Is the amount used for invested capital just the accounting book value of all shareholder’s equity and interest bearing debt? Basically what I’m asking is, how to get to “invested capital” from a balance sheet. Not just given “book value of debt and equity.”
Same for MVA.
For market value of company, use the fair value of debt an all equity (including equity that isn’t common stock?).
 
I could be wrong here (had this question for review also)…
For EVA: Inv is “net working capital” + “net fixed assets” or “BV L-T Debt + BV Equity”.
For MVA i would think its the same thing, but I’ve only seen it as ”BV L-T Debt + BV Equity”.
 
But for MVA, we start with market value of company. So I assumed (price x number of shares) + market value of all debt. But if you subtract BV of equity from it for “accounting book value of capital,” then you’re including the other parts of equity (like retained earnings).
Also, yes I saw that in schweser (NWC + Net fixed assets = invested capital). But that isn’t anywhere in CFA texts.
 
Ok so as far as I can tell, someone correct me if I’m wrong. The definitions for invested capital for MVA and EVA are NOT the same.
For EVA, invested capital is ALL shareholders equity + all interest bearing debt + LT liabilities. This is equivalent to Total assets - NIBL, where NIBL are non interest bearing liabilities.
For MVA, invested capital is ONLY the book value of interest bearing debt and common equity (so NO retained earnings). This makes sense. As I mentioned in my previous post, for MVA, the first term only includes the market value of common stock, so we can’t also subtract retained earnings.
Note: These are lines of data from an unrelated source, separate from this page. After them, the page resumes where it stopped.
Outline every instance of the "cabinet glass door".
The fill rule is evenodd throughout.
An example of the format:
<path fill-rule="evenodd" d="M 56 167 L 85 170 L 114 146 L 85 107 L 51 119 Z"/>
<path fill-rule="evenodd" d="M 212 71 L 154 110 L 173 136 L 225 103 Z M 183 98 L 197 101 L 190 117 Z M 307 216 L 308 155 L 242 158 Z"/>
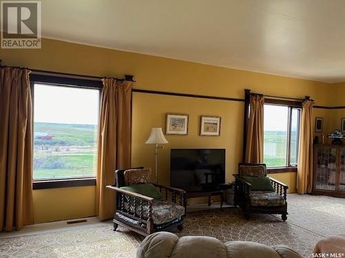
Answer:
<path fill-rule="evenodd" d="M 336 149 L 320 148 L 317 149 L 315 168 L 317 190 L 335 191 L 336 162 Z"/>
<path fill-rule="evenodd" d="M 345 149 L 340 151 L 339 190 L 345 191 Z"/>

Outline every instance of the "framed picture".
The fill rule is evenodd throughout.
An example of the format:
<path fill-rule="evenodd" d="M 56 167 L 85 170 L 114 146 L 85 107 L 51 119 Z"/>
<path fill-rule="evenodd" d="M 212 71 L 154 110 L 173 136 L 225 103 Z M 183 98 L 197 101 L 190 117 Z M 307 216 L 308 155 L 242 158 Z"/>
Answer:
<path fill-rule="evenodd" d="M 219 116 L 202 116 L 200 120 L 200 135 L 220 136 L 220 120 Z"/>
<path fill-rule="evenodd" d="M 324 118 L 315 118 L 315 132 L 322 133 L 323 127 L 324 127 Z"/>
<path fill-rule="evenodd" d="M 166 114 L 166 134 L 186 135 L 188 132 L 188 115 Z"/>
<path fill-rule="evenodd" d="M 345 133 L 345 118 L 342 118 L 342 133 Z"/>

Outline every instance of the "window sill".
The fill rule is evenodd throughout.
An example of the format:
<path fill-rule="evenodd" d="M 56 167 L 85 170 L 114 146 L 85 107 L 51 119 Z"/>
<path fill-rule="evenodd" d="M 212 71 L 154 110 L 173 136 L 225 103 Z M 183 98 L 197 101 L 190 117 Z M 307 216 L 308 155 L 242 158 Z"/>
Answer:
<path fill-rule="evenodd" d="M 96 178 L 95 178 L 61 179 L 54 180 L 37 180 L 32 182 L 33 190 L 95 185 Z"/>
<path fill-rule="evenodd" d="M 277 173 L 286 173 L 286 172 L 297 172 L 297 166 L 281 166 L 267 168 L 268 174 L 275 174 Z"/>

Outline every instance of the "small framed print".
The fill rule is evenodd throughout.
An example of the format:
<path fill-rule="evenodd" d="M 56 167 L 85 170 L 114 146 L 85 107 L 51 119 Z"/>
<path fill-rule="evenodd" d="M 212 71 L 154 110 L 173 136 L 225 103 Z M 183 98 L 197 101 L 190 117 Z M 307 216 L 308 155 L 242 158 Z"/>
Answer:
<path fill-rule="evenodd" d="M 345 133 L 345 118 L 342 118 L 342 133 Z"/>
<path fill-rule="evenodd" d="M 188 115 L 166 114 L 166 134 L 187 135 L 188 133 Z"/>
<path fill-rule="evenodd" d="M 315 132 L 322 133 L 323 127 L 324 127 L 324 118 L 315 118 Z"/>
<path fill-rule="evenodd" d="M 220 136 L 219 116 L 202 116 L 200 120 L 200 136 Z"/>

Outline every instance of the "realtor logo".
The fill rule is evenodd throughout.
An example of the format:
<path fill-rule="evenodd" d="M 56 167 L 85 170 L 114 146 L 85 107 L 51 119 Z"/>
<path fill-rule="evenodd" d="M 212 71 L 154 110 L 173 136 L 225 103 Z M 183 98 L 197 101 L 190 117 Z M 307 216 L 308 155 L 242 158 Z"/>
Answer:
<path fill-rule="evenodd" d="M 1 48 L 41 48 L 41 1 L 1 1 Z"/>

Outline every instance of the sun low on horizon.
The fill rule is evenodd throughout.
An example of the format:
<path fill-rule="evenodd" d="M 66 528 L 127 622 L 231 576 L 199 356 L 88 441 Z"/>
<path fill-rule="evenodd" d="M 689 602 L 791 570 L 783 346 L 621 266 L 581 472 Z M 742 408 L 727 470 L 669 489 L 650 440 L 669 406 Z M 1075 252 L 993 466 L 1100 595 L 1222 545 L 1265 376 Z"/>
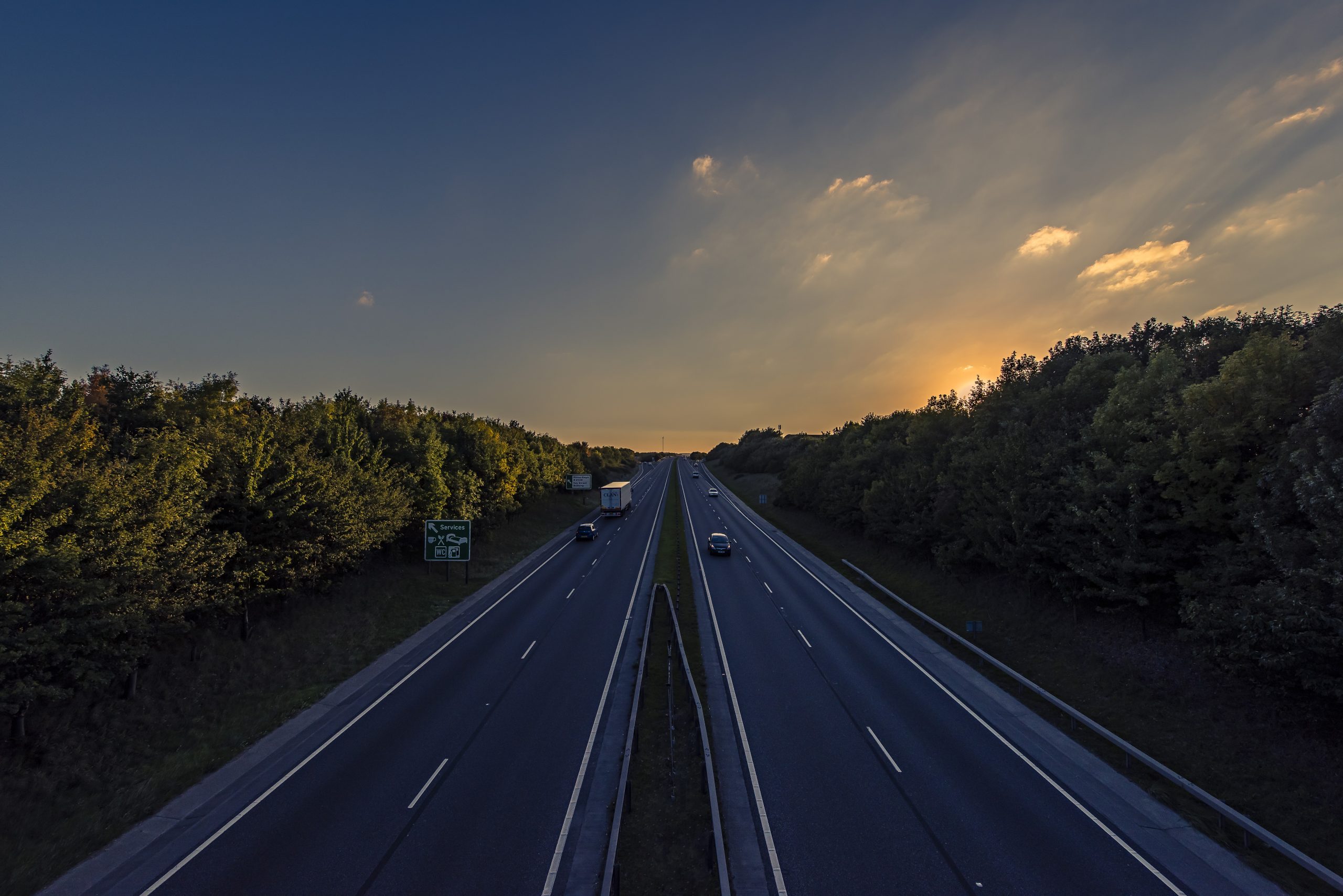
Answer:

Any help on this is greatly appreciated. I just know they’re not going to give us a nice “for eva calcs, assume invested capital = 1MM.” It’s going to be some 2 page complex balance sheet with all different forms of financing.
 
Mpearc4 - I think I recall there was an EVA question in the Schweser bk (probably end of chapter question 22 or 23, I have my notes but not the book with me)
I think I recall that the calc was all equity (book plus APIC plus RE) plus the long-term debt, but excluding the current debt. I remember I thought that the exclusion of current debt was strange.
I’ll check it later tonight and let you know what I find.
 
Sorry for the late reply
Didn’t find the exact question I was thinking of, but Schweser Equity bk p. 196 is where you want to be
EVA = NOPAT - (WACC * Invested Capital)
Invested Capital = book value of long-term debt + book value of equity
OR Invested Capital = net working capital + fixed assets
These two should be the same if I think of it this way:
A = L + E.
Translated:
Fixed Assets + Current Assets = Current Liabilities + Bk Long Term Debt + Book Equity
Rearrange:
Fixed Assets + Current Assets - Current Liabilities = Bk Long Term Debt + Book Equity
Current Assets - Current Liabilities = NWC
So:
Fixed Assets + NWC = Bk Long Term Debt + Book Equity
Only thing bothering me here is I know we usually exclude cash and ST debt from NWC calcs, so I’m not sure how to reconcile that. Maybe Sir S2000 can help out, but he’s done enough here :)
 
Debt does not equal Liabilities in the accounting equation.
Liabilities is also made up of non debt accounts such as accounts payable.
 
SWhip wrote:
Debt does not equal Liabilities in the accounting equation.
Liabilities is also made up of non debt accounts such as accounts payable.
Included current liabilities in the first equation.
 
frgna wrote:
SWhip wrote:
Debt does not equal Liabilities in the accounting equation.
Liabilities is also made up of non debt accounts such as accounts payable.
Included current liabilities in the first equation.
Fixed Assets + Current Assets = Current Liabilities + Bk Long Term Debt + Book Equity
 
frgna wrote:
SWhip wrote:
Debt does not equal Liabilities in the accounting equation.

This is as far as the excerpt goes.